When James Russell opened the first bakery in Coquitlam’s Maillardville neighbourhood in the early 1920s, it was a bit of a coming-of-age milestone for the city.
Traditionally a solo endeavour done in the home kitchen, being able to walk down the street to purchase a ready-baked loaf — or even have it delivered to your doorstep — was a sign life in the eastern reaches of the Vancouver area that was becoming busier, more urban.
Coquitlam’s relationship with bread is the focus of a new exhibit at Mackin House Museum that runs until June.
Exhibit manager Markus Fahrner said bread is often the dough that binds.
“So many cultures have bread,” he said. “It brings all of us together.”
Conversely, a lack of bread can be a harbinger of bad times.
“If you don’t have bread anymore, you are down in the dumps,” Fahrner said.

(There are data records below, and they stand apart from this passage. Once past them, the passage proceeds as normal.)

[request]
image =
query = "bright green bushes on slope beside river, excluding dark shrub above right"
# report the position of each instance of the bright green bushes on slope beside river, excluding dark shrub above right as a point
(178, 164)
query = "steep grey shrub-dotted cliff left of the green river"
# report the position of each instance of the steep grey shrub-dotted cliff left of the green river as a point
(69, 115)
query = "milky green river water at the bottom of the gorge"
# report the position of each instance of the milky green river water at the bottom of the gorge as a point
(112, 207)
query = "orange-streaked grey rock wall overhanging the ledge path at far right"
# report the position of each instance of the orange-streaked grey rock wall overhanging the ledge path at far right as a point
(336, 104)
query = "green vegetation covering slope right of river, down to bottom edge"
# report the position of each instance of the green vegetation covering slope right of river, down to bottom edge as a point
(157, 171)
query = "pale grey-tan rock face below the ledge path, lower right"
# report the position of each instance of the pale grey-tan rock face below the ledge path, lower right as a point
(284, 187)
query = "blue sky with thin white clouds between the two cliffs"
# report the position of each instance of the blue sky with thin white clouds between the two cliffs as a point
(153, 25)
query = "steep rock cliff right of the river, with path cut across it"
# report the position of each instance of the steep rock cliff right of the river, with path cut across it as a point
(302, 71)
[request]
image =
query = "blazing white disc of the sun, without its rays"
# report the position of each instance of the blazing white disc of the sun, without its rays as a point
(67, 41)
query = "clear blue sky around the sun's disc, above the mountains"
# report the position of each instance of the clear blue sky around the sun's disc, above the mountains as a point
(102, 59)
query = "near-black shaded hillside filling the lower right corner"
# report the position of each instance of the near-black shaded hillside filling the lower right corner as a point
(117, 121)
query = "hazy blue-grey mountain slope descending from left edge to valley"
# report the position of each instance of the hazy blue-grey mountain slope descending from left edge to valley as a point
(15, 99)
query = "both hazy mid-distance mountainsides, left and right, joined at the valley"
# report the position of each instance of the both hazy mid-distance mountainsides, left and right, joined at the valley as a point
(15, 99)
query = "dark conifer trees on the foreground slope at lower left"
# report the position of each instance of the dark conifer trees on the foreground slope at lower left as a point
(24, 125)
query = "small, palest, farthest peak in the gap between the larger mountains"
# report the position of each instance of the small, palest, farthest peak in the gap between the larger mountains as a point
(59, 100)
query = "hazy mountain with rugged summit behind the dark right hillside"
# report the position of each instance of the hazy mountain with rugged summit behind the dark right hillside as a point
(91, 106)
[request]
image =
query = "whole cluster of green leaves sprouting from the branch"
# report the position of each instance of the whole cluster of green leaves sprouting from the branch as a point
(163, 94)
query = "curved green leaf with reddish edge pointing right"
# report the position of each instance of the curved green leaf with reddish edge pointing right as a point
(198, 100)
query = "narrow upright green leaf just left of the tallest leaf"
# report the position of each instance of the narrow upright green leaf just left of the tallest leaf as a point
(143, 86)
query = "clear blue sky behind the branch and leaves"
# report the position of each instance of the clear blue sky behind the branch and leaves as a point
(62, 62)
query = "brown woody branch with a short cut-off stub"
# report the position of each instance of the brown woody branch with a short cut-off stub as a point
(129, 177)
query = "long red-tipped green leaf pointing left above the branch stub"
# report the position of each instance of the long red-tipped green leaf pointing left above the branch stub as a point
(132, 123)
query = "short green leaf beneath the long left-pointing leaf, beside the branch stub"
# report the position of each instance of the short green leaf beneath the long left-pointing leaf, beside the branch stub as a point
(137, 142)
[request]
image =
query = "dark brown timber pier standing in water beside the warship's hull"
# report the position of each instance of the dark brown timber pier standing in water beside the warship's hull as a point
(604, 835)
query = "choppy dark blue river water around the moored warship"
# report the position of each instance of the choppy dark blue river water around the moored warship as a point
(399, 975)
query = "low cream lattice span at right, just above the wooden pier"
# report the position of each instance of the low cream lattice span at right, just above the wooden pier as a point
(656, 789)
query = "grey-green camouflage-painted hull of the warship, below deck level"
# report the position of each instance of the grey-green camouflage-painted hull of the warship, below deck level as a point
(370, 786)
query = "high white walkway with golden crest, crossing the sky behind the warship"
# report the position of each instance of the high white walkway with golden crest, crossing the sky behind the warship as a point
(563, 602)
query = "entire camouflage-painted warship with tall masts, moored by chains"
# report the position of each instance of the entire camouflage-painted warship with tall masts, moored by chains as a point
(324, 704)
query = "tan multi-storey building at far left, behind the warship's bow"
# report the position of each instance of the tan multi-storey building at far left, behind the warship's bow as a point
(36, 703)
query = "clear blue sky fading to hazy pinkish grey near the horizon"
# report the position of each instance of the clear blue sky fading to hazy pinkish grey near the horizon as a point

Through information panels, interactive displays, recipes and even a chance to knead dough, Breaking Bread examines the food staple’s role in Coquitlam’s growth and its contribution to the city’s diversity.
Bread is such a constant, Fahrner said, it’s easy to take it for granted.
“Bread ties generations together,” he said. “You remember your granny baking bread. It’s one of the strongest family traditions we have.”
The industrialization of bread production, with mills to grind grain into flour and bakeries to turn out loaves by the dozens, hundreds or thousands, also freed up time for other pursuits that could contribute to a community’s economic and cultural evolution.
Even the burlap sacks that were used in transporting the flour to the bakeries played a role, as during hard times they would be washed and repurposed into undergarments and other items of clothing.
By 1927, Russell had expanded his operation to a larger location, with state-of-the-art equipment, at the corner of Brunette Avenue and Marmont Street, and his bread was delivered throughout Maillardville.
As well, another large-scale bakery in New Westminster, Shelley’s 4X, was extending the reach of its delivery service into the city.
Fahrner said as Coquitlam grew, attracting more diverse populations to work at its lumber mills, bread helped bridge the cultural divide as families brought the breads they knew and grew up with to share at social and community occasions.
Bread helps us realize we’re not as separate as we think, Fahrner said. “It’s a beautiful unifier. That’s the strength and power of bread.”
To that end, the exhibit’s special baker-in-residence, Delali Adiamah, will be conducting baking workshops and tastings of breads from her native Ghana from Feb. 6 until April 28.
But bread’s good times may not last, Fahrner cautioned.
The impacts of climate change and even conflicts like the war in Ukraine are ravaging grain production and supply chains, threatening our food security.
“It’s not guaranteed we’ll have it forever.”
Breaking Bread at Mackin House opens Saturday (Jan. 28) with a reception from 7 to 9 p.m., featuring a DJ and refreshments by Mariner Brewing.